Researcher Cooks Up Possible Solution For Citrus Black Spot

According to new UF/IFAS research, dipping fruit after harvest with hot water and essential oil dips might reduce postharvest development of citrus black spot lesions per fruit by up to 50%.

Jiaqi Yan, UF/IFAS, working on Citrus black spot experiments in the lab

UF/IFAS researcher Jiaqi Yan conducts an in vitro test with the citrus black spot fungus.
Photo by Katia Rodrigues

The new management techniques are the result of Jiaqi Yan’s recently completed doctorate she earned at the University of Florida. Yan’s dissertation focused on citrus black spot and developed postharvest treatments using hot water, fungicides, and essential oils to significantly inhibit the development of citrus black spot lesions.


Citrus black spot is caused by a pathogen called Guignardia citricarpa, a fungal disease first detected in 2010 in an Immokalee grove. Similar to canker, citrus black spot forms dark lesions on fresh fruit skin and adversely impacts the crop’s marketability. The disease is currently believed to be confined to Hendry, Collier, and Polk counties.

“Using hot water and fungicides will restrain the pathogen on the fruit. But, essential oils are more effective against the pathogen,” said Yan, who conducted her research at the UF/IFAS Indian River Research and Education Center.

Yan used essential oils from thyme for the experiments. Small portions of two essential oils, carvacrol and thymol, were mixed into food-grade wax that was then applied to fresh fruit on which citrus black spot lesions were present. The wax is typically used in packinghouses to protect fresh fruit during shipping.

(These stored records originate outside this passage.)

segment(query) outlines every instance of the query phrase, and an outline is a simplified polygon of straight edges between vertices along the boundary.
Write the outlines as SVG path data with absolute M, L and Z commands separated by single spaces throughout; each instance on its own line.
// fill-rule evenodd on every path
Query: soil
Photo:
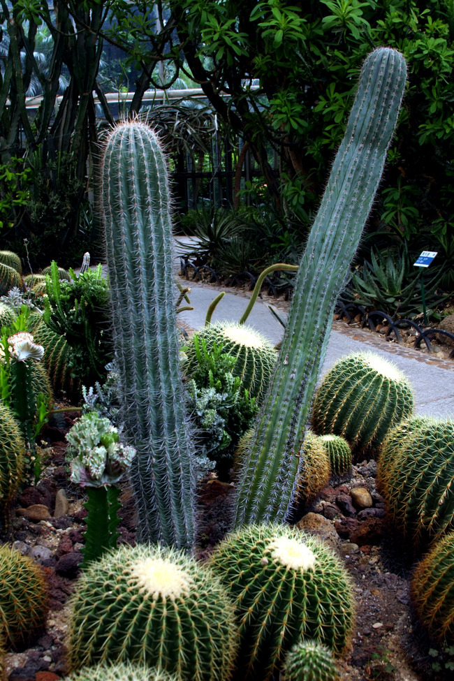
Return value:
M 274 298 L 270 302 L 277 304 Z M 284 301 L 278 305 L 286 307 Z M 342 325 L 345 332 L 358 332 L 358 321 L 353 322 L 356 328 L 340 321 L 335 324 Z M 386 341 L 381 339 L 379 342 Z M 444 360 L 454 361 L 447 358 L 448 354 L 444 358 Z M 12 543 L 43 566 L 50 594 L 43 631 L 26 646 L 6 656 L 3 673 L 8 681 L 56 681 L 66 671 L 67 603 L 80 573 L 87 512 L 79 489 L 68 481 L 65 433 L 79 416 L 78 412 L 67 412 L 45 428 L 41 479 L 36 486 L 22 490 L 12 510 L 8 532 L 3 538 L 3 543 Z M 411 557 L 411 548 L 404 547 L 402 539 L 395 536 L 388 526 L 383 500 L 376 488 L 376 474 L 373 459 L 356 464 L 349 477 L 332 480 L 310 506 L 295 512 L 294 518 L 298 527 L 328 541 L 353 579 L 356 620 L 351 645 L 339 661 L 340 678 L 344 681 L 452 680 L 448 668 L 453 658 L 429 639 L 412 613 L 409 576 L 412 557 Z M 360 508 L 353 504 L 351 492 L 358 487 L 369 491 L 372 506 Z M 200 485 L 197 554 L 202 560 L 228 529 L 233 490 L 233 483 L 221 482 L 214 474 Z M 66 497 L 68 506 L 62 515 L 55 517 L 57 496 L 60 501 Z M 121 501 L 119 541 L 133 544 L 136 517 L 127 483 Z

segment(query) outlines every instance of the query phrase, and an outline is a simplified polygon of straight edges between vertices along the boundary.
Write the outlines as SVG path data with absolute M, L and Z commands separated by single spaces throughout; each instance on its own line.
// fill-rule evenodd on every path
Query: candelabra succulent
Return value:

Two additional experiments were conducted to control black spot: One measured the effectiveness of dipping fruit into hot water; a second looked at six commercial fungicides.

“We found the essential oils were more effective in inhibiting the pathogen by 50%,” said Yan. “But the essential oils are expensive, so packers may decide to use commercial fungicides that we identified in our study until the cost of essential oils are lower.” Of the six fungicides tested against the pathogen, thiabendazole, azoxystrobin, and imazalil were the most effective in reducing lesions, Yan said.

Yan said essential oils are a new way to control postharvest disease on fruit and vegetables, but more research is needed to identify the most efficient methods to apply the oils during postharvest. The oils she used are natural essential oils, carvacrol and thymol, at a cost of $1 per 100 oranges.

For now, Yan recommends packinghouse leaders use a combination of hot water and fungicide dips to deter the lesions. More research is needed with the synthetic oils, she said.

“We found that dipping fruit into water at 56° Celsius for 120 seconds significantly inhibited lesion development on fruit that had citrus black spot symptoms,” said Yan.

“Using hot water along with fungicides is the best treatment for citrus black spot at this time because the fungicides are already commercially used,” said Yan. “We are considering more tests with synthetic essential oils because they are affordable.”